Can't delete instance with numa_topology after upgrading from kilo

Bug #1596119 reported by Chris Stone
18
This bug affects 3 people
Affects Status Importance Assigned to Milestone
OpenStack Compute (nova)
Fix Released
High
Hans Lindgren
Declined for Liberty by Matt Riedemann
Mitaka
Fix Released
High
Lee Yarwood

Bug Description

Using the RDO Kilo version of Nova (2015.1.0-3) with dedicated cpu pinning populates the numa_topology database field with data at "nova_object.version": "1.1". After upgrading to Liberty a new instance will be created with a 1.2 object version however already existing instances created under Kilo remain at 1.1. Attempting to do many actions on these instances (start, delete) will fail with the following error: RemoteError: Remote error: InvalidTargetVersion Invalid target version 1.2.

Updating from Kilo to Mitaka produces the same problem.

Revision history for this message
Chris Stone (cstone-0) wrote :

Attaching log info from nova compute during an attempted start of a stopped instance

tags: added: upgrades
tags: added: unified-objects
Revision history for this message
Markus Zoeller (markus_z) (mzoeller) wrote :

The project "oslo.versionedobjects" introduced this check with commit [1] in the Liberty timeframe.

References:
[1] https://github.com/openstack/oslo.versionedobjects/commit/028aad5b44470a7f57e0f5c1a6fbf9594a9c6947

Revision history for this message
Dan Smith (danms) wrote :

Can you give more detail about your service arrangement after the upgrade to Liberty? Are _all_ services upgraded at once (offline)? From your log snippet, it looks like maybe you upgraded the compute nodes but the conductor nodes are old?

Changed in nova:
status: New → Incomplete
Revision history for this message
Hans Lindgren (hanlind) wrote :

I believe the problem is how instance extras are stored in the db but never gets migrated during upgrades.
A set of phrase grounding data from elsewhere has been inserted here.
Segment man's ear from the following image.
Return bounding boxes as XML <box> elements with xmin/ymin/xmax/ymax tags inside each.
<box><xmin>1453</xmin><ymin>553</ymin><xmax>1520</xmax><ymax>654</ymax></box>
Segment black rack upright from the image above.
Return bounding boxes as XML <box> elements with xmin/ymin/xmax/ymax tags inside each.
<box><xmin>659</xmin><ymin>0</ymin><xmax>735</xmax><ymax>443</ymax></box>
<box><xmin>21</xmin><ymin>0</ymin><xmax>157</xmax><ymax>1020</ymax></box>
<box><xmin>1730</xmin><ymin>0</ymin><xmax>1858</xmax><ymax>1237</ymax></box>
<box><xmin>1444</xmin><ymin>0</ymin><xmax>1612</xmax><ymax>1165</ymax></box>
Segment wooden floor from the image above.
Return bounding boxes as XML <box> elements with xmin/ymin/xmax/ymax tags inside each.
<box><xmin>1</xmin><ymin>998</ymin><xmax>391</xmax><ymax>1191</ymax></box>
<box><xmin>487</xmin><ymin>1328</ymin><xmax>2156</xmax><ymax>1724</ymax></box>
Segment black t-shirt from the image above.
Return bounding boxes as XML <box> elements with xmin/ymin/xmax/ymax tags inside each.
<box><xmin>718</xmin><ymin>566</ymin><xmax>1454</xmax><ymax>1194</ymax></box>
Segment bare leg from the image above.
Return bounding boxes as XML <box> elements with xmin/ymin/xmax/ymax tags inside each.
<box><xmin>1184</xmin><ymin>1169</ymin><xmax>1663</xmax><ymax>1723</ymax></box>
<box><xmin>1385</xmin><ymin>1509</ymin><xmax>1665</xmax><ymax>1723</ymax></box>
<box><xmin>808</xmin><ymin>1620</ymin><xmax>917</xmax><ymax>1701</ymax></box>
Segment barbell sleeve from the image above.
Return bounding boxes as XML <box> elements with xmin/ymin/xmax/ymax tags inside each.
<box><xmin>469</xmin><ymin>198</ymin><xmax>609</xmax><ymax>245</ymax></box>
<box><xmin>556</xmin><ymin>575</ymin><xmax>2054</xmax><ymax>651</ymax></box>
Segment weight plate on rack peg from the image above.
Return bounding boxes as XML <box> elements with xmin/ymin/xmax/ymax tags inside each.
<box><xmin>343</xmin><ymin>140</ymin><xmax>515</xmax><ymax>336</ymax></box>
In this case, when the instance is initially created in Kilo its numa_topology is stored in the db as a serialized NumaTopology object with version 1.1. After upgrading to Liberty, when the instance is fetched from db, the same serialized 1.1 object is returned but now the conductor don't know how to forward port it to the current/requested 1.2 version before returning it back to the caller, hence the raised exception.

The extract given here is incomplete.